You're always welcome to use my articles at EzineArticles.com – as long as you follow the guidelines.
And... you're welcome to use the information in this message as long as you say it came from Marte Cliff at www.copybymarte.com.
What about photos?

Many believe that Google photos are free for the using. I'm not so sure it's OK to use them online – so I don't do it.

Several photos sites offer "free" images, but their legal use may be limited to your personal messages and printing. For instance, for use on a birthday card or a poster you're making for a local event.

You need to read the terms of service carefully to see if it's OK to use those free images in your blog posts or on your website.

Even paid photos have limitations. When you go to istockphoto.com you'll see two different kinds of licenses – one is for your own use, the other is for use in a product that you will distribute for sale. (For instance, if you created and sold a series of postcards for others to use.)

One site that does offer unlimited use of their free photos is Morgue File.

When you download a photo, their permission is there in black and white – no doubts. I use them often, and in fact just got "stealing a cookie" from their site.

What about MLS Photos?

Reading Active Rain gives me an insight into what agents today are experiencing – and one of the things that really ticks them off is photo theft.

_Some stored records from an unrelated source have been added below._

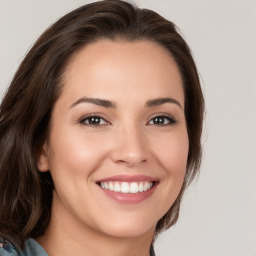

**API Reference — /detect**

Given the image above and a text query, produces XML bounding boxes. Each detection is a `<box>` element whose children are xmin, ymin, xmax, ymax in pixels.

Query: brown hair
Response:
<box><xmin>0</xmin><ymin>0</ymin><xmax>204</xmax><ymax>248</ymax></box>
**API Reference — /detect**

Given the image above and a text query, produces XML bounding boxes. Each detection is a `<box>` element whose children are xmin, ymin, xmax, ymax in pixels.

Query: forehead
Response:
<box><xmin>60</xmin><ymin>40</ymin><xmax>184</xmax><ymax>107</ymax></box>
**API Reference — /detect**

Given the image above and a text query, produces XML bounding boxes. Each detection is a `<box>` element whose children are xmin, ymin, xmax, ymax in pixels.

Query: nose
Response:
<box><xmin>111</xmin><ymin>125</ymin><xmax>149</xmax><ymax>167</ymax></box>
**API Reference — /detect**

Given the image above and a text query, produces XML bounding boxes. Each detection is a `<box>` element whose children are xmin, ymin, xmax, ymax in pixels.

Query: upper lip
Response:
<box><xmin>97</xmin><ymin>175</ymin><xmax>159</xmax><ymax>182</ymax></box>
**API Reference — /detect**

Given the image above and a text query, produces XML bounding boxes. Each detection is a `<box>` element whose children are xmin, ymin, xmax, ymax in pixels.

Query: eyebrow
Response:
<box><xmin>70</xmin><ymin>97</ymin><xmax>182</xmax><ymax>109</ymax></box>
<box><xmin>146</xmin><ymin>98</ymin><xmax>182</xmax><ymax>109</ymax></box>
<box><xmin>70</xmin><ymin>97</ymin><xmax>116</xmax><ymax>108</ymax></box>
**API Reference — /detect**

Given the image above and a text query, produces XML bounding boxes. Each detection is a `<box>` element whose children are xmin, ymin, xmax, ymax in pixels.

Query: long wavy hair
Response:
<box><xmin>0</xmin><ymin>0</ymin><xmax>204</xmax><ymax>248</ymax></box>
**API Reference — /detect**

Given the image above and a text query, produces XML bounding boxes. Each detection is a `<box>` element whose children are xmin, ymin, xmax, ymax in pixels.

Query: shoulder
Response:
<box><xmin>0</xmin><ymin>238</ymin><xmax>48</xmax><ymax>256</ymax></box>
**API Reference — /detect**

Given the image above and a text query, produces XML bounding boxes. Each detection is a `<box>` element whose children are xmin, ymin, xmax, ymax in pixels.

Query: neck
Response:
<box><xmin>36</xmin><ymin>194</ymin><xmax>155</xmax><ymax>256</ymax></box>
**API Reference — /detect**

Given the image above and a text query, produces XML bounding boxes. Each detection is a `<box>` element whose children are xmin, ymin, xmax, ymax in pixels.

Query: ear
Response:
<box><xmin>37</xmin><ymin>143</ymin><xmax>50</xmax><ymax>172</ymax></box>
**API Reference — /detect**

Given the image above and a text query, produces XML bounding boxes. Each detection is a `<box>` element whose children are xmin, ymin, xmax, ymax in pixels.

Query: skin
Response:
<box><xmin>38</xmin><ymin>40</ymin><xmax>189</xmax><ymax>256</ymax></box>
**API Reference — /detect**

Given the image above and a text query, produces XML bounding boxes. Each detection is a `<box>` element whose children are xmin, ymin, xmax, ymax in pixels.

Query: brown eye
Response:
<box><xmin>148</xmin><ymin>115</ymin><xmax>176</xmax><ymax>126</ymax></box>
<box><xmin>80</xmin><ymin>116</ymin><xmax>109</xmax><ymax>126</ymax></box>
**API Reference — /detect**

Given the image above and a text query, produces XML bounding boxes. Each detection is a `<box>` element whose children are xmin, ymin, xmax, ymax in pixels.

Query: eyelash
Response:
<box><xmin>147</xmin><ymin>114</ymin><xmax>177</xmax><ymax>126</ymax></box>
<box><xmin>79</xmin><ymin>114</ymin><xmax>177</xmax><ymax>127</ymax></box>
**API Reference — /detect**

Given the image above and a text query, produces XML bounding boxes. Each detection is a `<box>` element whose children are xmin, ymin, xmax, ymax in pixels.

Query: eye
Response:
<box><xmin>147</xmin><ymin>115</ymin><xmax>176</xmax><ymax>126</ymax></box>
<box><xmin>79</xmin><ymin>115</ymin><xmax>109</xmax><ymax>127</ymax></box>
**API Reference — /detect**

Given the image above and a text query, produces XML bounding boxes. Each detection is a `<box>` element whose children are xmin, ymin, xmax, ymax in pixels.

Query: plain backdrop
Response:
<box><xmin>0</xmin><ymin>0</ymin><xmax>256</xmax><ymax>256</ymax></box>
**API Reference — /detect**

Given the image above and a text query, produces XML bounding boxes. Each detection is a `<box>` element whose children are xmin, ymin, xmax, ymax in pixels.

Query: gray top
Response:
<box><xmin>0</xmin><ymin>238</ymin><xmax>48</xmax><ymax>256</ymax></box>
<box><xmin>0</xmin><ymin>238</ymin><xmax>155</xmax><ymax>256</ymax></box>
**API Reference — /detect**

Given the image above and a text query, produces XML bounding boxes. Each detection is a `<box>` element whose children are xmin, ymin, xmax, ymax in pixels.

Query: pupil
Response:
<box><xmin>154</xmin><ymin>117</ymin><xmax>164</xmax><ymax>124</ymax></box>
<box><xmin>89</xmin><ymin>117</ymin><xmax>100</xmax><ymax>124</ymax></box>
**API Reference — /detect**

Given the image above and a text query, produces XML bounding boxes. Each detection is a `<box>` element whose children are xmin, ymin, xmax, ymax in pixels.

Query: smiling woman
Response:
<box><xmin>0</xmin><ymin>0</ymin><xmax>204</xmax><ymax>256</ymax></box>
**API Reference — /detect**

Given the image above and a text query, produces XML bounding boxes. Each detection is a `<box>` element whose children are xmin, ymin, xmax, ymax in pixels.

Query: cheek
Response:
<box><xmin>155</xmin><ymin>129</ymin><xmax>189</xmax><ymax>175</ymax></box>
<box><xmin>49</xmin><ymin>131</ymin><xmax>107</xmax><ymax>182</ymax></box>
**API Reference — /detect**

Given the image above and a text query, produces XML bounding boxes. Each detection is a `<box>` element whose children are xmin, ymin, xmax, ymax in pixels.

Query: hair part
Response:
<box><xmin>0</xmin><ymin>0</ymin><xmax>204</xmax><ymax>248</ymax></box>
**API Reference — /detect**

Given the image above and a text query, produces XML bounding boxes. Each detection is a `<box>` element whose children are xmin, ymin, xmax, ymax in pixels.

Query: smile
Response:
<box><xmin>96</xmin><ymin>175</ymin><xmax>160</xmax><ymax>204</ymax></box>
<box><xmin>100</xmin><ymin>181</ymin><xmax>154</xmax><ymax>194</ymax></box>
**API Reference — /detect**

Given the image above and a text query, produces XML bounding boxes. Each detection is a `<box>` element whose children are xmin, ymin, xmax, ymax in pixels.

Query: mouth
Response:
<box><xmin>96</xmin><ymin>175</ymin><xmax>159</xmax><ymax>203</ymax></box>
<box><xmin>97</xmin><ymin>181</ymin><xmax>156</xmax><ymax>194</ymax></box>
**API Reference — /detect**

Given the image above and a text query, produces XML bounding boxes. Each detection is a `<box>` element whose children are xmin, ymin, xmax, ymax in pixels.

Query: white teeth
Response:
<box><xmin>108</xmin><ymin>182</ymin><xmax>114</xmax><ymax>191</ymax></box>
<box><xmin>121</xmin><ymin>182</ymin><xmax>129</xmax><ymax>193</ymax></box>
<box><xmin>139</xmin><ymin>182</ymin><xmax>144</xmax><ymax>192</ymax></box>
<box><xmin>114</xmin><ymin>182</ymin><xmax>121</xmax><ymax>192</ymax></box>
<box><xmin>130</xmin><ymin>182</ymin><xmax>139</xmax><ymax>194</ymax></box>
<box><xmin>100</xmin><ymin>181</ymin><xmax>153</xmax><ymax>194</ymax></box>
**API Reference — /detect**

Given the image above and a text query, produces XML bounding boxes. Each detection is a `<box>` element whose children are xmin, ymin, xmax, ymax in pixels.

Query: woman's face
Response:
<box><xmin>38</xmin><ymin>40</ymin><xmax>189</xmax><ymax>237</ymax></box>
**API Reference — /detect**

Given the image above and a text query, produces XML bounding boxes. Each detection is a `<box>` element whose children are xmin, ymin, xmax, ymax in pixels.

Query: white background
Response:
<box><xmin>0</xmin><ymin>0</ymin><xmax>256</xmax><ymax>256</ymax></box>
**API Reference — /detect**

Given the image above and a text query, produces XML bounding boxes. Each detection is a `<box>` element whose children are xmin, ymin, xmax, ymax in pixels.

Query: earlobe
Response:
<box><xmin>37</xmin><ymin>144</ymin><xmax>50</xmax><ymax>172</ymax></box>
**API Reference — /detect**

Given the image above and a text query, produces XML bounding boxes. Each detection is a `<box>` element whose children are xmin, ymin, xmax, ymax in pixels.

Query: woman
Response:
<box><xmin>0</xmin><ymin>0</ymin><xmax>204</xmax><ymax>256</ymax></box>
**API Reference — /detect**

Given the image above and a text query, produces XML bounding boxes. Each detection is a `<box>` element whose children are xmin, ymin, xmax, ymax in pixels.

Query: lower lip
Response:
<box><xmin>100</xmin><ymin>184</ymin><xmax>157</xmax><ymax>204</ymax></box>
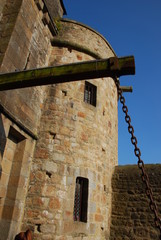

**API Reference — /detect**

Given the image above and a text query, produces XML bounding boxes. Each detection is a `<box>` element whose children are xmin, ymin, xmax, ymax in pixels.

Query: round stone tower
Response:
<box><xmin>23</xmin><ymin>19</ymin><xmax>118</xmax><ymax>240</ymax></box>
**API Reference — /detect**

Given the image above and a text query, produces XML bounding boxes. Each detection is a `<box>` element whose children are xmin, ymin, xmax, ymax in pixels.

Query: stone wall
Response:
<box><xmin>23</xmin><ymin>20</ymin><xmax>118</xmax><ymax>240</ymax></box>
<box><xmin>110</xmin><ymin>165</ymin><xmax>161</xmax><ymax>240</ymax></box>
<box><xmin>0</xmin><ymin>0</ymin><xmax>52</xmax><ymax>134</ymax></box>
<box><xmin>0</xmin><ymin>0</ymin><xmax>63</xmax><ymax>240</ymax></box>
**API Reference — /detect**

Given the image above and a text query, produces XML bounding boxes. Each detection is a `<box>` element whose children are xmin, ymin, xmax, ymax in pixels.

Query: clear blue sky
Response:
<box><xmin>64</xmin><ymin>0</ymin><xmax>161</xmax><ymax>165</ymax></box>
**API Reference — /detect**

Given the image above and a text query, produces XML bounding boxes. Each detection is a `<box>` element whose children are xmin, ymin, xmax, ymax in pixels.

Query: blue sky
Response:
<box><xmin>64</xmin><ymin>0</ymin><xmax>161</xmax><ymax>165</ymax></box>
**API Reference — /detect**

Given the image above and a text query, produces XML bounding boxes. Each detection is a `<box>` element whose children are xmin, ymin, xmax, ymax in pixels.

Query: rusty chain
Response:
<box><xmin>115</xmin><ymin>78</ymin><xmax>161</xmax><ymax>240</ymax></box>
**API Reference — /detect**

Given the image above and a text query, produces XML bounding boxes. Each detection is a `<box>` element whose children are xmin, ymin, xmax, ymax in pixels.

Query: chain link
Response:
<box><xmin>115</xmin><ymin>78</ymin><xmax>161</xmax><ymax>240</ymax></box>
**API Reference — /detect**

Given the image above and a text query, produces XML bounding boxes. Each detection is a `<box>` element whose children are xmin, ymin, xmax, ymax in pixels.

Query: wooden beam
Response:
<box><xmin>0</xmin><ymin>56</ymin><xmax>135</xmax><ymax>91</ymax></box>
<box><xmin>120</xmin><ymin>86</ymin><xmax>133</xmax><ymax>92</ymax></box>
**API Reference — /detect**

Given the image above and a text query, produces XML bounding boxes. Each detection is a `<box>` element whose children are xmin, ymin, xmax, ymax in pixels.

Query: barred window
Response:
<box><xmin>73</xmin><ymin>177</ymin><xmax>88</xmax><ymax>222</ymax></box>
<box><xmin>84</xmin><ymin>81</ymin><xmax>97</xmax><ymax>107</ymax></box>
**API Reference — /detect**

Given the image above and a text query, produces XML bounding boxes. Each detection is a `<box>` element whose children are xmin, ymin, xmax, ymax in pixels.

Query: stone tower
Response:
<box><xmin>0</xmin><ymin>0</ymin><xmax>118</xmax><ymax>240</ymax></box>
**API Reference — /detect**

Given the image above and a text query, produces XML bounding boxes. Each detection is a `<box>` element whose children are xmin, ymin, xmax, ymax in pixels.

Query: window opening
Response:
<box><xmin>84</xmin><ymin>81</ymin><xmax>97</xmax><ymax>107</ymax></box>
<box><xmin>74</xmin><ymin>177</ymin><xmax>88</xmax><ymax>222</ymax></box>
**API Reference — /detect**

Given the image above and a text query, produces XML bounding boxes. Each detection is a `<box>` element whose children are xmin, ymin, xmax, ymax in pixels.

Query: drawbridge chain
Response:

Here's how it goes: Someone has a listing and takes beautiful photos. Then later the seller decides to switch agents. And rather than take new photos, the new agent appropriates the photos the first agent posted on MLS.

Guess what? That's called stealing.
Unless the seller paid the agent to take those photos and thus owns the copyright, they belong to the agent, not the seller. Don't let yourself be tempted to steal them.
You wouldn't do it on purpose - so don't do by accident. The penalty is the same.